Effect of Group Led Creative Writing on Mood in Cancer Patients

The primary purpose of this study is to determine whether creative writing in newly diagnosed cancer patients and those with recent progression in their disease will have a positive impact on their mental health. Using a randomized controlled trial approach, emotion thermometers will be employed to evaluate participants' responses on a number of domains, such as anxiety, depression, despair, and anger along with a series of survey questions to monitor changes in depressive and anxiety symptoms. Open-ended survey questions will be used to capture how a creative writing intervention impacts participants' experience of their illness. Melissa Greene's Write from the Heart program focuses more on creative writing rather than cancer focused topics. Patients in the intervention arm will complete -one and a half hour group sessions every two weeks over the span of 3 months. Participants in the active control arm will be provided a book (i.e., Writing Down Bones by Natalie Goldberg) about creative writing and will be asked to do activities for 1.5 hrs every 2 weeks for a period of 3 months.

Study Overview

• Status: Completed
• Conditions: Cancer Patients
• Intervention / Treatment: Other: Creative Writing Workshop; Other: Independent Writing - Control Group

Detailed Description

Mental wellness before and after intervention in both arms. A validated Emotional Thermometer Scales will be used to predict changes in parameters reflecting participants' mental health pre- and post-intervention. Survey questions focused on symptoms of depression and anxiety will be used to monitor for changes in mental wellness pre- and post-intervention.
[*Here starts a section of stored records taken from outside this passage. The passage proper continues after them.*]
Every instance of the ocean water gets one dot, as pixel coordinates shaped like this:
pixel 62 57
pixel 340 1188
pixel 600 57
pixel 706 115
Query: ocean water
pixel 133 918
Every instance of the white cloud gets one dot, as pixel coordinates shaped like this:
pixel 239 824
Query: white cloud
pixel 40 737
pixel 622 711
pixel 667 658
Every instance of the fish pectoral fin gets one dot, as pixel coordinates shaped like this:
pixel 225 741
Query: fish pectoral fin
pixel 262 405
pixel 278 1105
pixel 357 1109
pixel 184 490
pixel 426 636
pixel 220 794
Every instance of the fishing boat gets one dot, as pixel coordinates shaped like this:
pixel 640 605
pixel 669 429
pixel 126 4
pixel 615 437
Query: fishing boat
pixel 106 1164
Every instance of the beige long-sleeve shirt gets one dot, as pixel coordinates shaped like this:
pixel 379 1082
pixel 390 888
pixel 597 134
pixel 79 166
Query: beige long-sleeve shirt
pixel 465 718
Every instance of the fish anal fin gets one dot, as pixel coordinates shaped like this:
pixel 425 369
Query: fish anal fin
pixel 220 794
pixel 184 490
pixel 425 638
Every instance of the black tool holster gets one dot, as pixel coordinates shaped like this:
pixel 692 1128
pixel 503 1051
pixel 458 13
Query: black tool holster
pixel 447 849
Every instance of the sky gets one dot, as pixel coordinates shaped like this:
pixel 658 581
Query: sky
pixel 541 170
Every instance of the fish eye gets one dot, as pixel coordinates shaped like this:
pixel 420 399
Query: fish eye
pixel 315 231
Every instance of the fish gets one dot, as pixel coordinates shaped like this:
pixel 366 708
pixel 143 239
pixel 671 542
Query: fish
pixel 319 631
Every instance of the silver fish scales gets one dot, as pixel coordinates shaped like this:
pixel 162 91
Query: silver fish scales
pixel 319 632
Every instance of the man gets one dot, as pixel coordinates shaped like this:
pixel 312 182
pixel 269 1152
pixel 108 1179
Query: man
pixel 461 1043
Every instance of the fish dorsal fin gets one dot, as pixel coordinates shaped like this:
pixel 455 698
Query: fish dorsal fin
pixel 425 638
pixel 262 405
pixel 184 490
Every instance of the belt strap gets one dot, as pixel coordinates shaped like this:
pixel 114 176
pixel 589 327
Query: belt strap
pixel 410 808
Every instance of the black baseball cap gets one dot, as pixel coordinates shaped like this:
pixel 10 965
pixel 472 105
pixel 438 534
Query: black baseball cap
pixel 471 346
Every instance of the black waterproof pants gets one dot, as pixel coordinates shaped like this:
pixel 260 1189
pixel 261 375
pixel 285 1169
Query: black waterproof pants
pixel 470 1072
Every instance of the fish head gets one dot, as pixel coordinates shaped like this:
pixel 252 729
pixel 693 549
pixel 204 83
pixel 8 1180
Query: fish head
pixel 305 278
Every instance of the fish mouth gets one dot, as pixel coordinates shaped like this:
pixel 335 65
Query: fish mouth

• Study Type: Interventional
• Enrollment (Actual): 60
• Phase: Not Applicable

Contacts and Locations

Study Locations

• United States
  • Pennsylvania
    • Hershey, Pennsylvania, United States, 17033
      • Penn State Cancer Institute

Participation Criteria

Eligibility Criteria

• Ages Eligible for Study: 20 years and older (Adult, Older Adult)
• Accepts Healthy Volunteers: No
• Genders Eligible for Study: All

Description

Inclusion Criteria:

Newly diagnosed with any stage or type of cancer within 3 months OR progression of disease within 3 months of enrollment. Recurrence of cancer within 3 months of enrollment would also be eligible as it will be considered as progression of cancer Ability to understand English language and ability to write without any functional difficulty ECOG performance status 0-3

Exclusion Criteria:

Inability to give informed consent Severe psychiatry illness (e.g., uncontrolled depression, schizophrenia or psychosis) Severe cognitive impairment Pregnant females Inability to write or understand English

Study Plan

How is the study designed?

Design Details

• Primary Purpose: Supportive Care
• Allocation: Randomized
• Interventional Model: Crossover Assignment
• Masking: None (Open Label)

Number of Arms

2

Arms and Interventions

Participant Group / Arm	Intervention / Treatment
Experimental: Creative Writing Workshop; The intervention arm will receive a dedicated workshop for one and a half hours every 2 weeks for 3 months.	Other: Creative Writing Workshop; This group will participate in a writing workshop in group sessions.
Active Comparator: Independent Writing - Control Group; The control arm will receive a book (i.e., Writing Down Bones by Natalie Goldberg) on creative writing and asked to read and do writing activities for one and a half hours once every two weeks for 3 months.	Other: Independent Writing - Control Group; This group will receive a book for a self writing session.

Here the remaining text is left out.